Some sequences not counted? #111

Closed Strontium76 closed 8 years ago

Strontium76 commented 9 years ago

phylo bug 01

Here are 3 images of the same game with few differences. I each time selected the lower family to see how the 2 last lines were counted. I don't understand how it works! First image, everything seems normal. (total score = 80) On the second, I shifted the last square to the right. Why do the last blocks of each sequence is forgoten in the family? Furthermore, there is now a gap, but the total score is 81, higher than before! (explanation: The 2 purple blocks aren't counted, so the gap in the top most sequence isn't counted anymore) Third image: if I shift the top sequences (that should have no impact on the family I'm working on), the farther purple block get counted now and adds a gap! (total score 77). The block is counted because there are the 2 blue blocks above.

Is it a bug or some rule I didn't see explanation on?

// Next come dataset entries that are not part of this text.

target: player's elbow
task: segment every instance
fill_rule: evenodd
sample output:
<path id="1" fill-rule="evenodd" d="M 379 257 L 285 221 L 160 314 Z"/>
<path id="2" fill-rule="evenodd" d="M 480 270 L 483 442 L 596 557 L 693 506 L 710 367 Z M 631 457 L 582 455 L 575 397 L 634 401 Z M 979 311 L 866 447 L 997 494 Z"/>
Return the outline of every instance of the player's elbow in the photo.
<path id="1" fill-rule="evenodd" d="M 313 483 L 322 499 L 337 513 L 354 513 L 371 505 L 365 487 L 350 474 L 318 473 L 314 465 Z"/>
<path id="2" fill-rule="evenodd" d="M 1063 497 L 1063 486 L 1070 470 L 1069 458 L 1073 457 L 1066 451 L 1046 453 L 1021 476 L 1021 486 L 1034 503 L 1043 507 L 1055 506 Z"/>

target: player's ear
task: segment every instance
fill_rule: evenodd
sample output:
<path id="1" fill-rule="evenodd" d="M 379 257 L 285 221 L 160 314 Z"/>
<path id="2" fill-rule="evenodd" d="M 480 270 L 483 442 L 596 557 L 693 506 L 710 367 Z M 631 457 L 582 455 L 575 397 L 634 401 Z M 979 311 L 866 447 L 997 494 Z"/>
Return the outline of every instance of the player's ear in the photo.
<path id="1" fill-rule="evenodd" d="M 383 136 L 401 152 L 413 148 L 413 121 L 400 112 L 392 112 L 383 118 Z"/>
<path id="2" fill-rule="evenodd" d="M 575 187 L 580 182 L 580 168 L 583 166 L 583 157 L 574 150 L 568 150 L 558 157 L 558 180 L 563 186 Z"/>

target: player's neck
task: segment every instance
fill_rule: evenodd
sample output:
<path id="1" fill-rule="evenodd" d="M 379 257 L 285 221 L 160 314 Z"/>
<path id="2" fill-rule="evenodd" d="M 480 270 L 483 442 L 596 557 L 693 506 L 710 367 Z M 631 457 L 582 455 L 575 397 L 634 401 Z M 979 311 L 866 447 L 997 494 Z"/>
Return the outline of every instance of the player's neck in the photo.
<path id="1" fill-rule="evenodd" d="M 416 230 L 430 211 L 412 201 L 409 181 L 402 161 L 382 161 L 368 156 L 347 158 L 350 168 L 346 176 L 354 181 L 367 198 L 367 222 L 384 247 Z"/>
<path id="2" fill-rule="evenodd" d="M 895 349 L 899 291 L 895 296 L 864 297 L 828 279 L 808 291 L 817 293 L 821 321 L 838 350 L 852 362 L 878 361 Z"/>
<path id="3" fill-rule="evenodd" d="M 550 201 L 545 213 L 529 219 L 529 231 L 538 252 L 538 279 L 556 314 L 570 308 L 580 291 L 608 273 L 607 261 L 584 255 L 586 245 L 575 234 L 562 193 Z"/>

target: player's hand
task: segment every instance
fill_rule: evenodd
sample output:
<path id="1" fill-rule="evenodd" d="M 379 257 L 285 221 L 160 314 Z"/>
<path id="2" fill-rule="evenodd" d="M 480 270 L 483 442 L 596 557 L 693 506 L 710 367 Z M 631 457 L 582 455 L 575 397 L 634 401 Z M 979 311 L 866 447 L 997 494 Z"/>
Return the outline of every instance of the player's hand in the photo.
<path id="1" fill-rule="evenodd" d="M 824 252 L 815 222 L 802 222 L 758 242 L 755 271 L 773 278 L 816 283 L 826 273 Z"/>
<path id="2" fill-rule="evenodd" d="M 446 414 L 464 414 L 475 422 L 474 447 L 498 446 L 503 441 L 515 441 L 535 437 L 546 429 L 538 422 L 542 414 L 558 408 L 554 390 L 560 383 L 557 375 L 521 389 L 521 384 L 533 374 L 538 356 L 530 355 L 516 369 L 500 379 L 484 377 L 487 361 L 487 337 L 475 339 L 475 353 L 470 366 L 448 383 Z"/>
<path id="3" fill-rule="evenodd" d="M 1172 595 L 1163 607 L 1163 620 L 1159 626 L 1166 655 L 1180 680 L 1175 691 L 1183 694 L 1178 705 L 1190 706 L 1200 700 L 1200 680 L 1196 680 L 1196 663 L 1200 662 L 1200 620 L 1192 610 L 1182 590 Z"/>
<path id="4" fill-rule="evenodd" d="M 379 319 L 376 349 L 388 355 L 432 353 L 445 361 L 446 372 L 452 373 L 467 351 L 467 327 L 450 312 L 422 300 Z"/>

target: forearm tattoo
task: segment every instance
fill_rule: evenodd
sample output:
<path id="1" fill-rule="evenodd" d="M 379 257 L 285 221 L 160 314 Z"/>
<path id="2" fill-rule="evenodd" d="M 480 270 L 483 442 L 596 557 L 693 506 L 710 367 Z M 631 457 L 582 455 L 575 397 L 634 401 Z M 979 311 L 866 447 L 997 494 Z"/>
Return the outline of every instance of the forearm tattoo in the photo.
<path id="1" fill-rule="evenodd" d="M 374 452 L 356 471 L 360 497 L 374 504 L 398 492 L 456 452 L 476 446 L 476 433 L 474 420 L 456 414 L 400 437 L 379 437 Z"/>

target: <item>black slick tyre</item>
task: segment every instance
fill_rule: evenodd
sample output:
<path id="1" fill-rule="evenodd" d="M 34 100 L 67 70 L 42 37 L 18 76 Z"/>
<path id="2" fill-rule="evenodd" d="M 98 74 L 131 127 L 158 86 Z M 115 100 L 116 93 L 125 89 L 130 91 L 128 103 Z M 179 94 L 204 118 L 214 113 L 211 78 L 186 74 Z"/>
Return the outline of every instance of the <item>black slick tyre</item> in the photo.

waldispuhl commented 9 years ago

It is indeed something not very intuitive. This not a bug but a consequence of how the ancestors stored in the tree nodes are calculated. Due to the lack of space, we couldn't describe the method to calculate ancestors in the tutorial in details. But you can find a better description at http://phylo.cs.mcgill.ca/archive/2009/eng/faq.html#scoring Unfortunately, a method to calculate the best ancestors would be too (computationally) expensive. Instead, we rely on a method directly inspired from the Fitch algorithm (See http://www.cs.ubc.ca/labs/beta/Courses/CPSC536A-01/Class10/class10-notes.html for example). It works well in the vast majority of cases but can indeed not have the desired behavior in rare cases. In your case, in the 3rd column from the right in the 3rd screenshot, the ancestor of human & chimp is a blue tile while the ancestor of the cow & horse is a violet tile or a gap. Then, the ancestor of the 4 sequences (the root of the tree) is a blue or violet tile, or a gap because there is no solution shared by the two previous ancestors (human & chimp and cow & horse). But the gap have the lowest priority, thus we choose a blue or violet tile (violet in that case but blue would be equivalent). Now if you look at the 4th column from the right, you see with the same logic that the ancestor of human & chimp is a green tile or a gap, and the ancestor of cow & horse a violet tile or a gap. The ancestor of all species will be this time the intersection of the two possibilities: a gap. Please, let us know if it answers you question or need more explanations.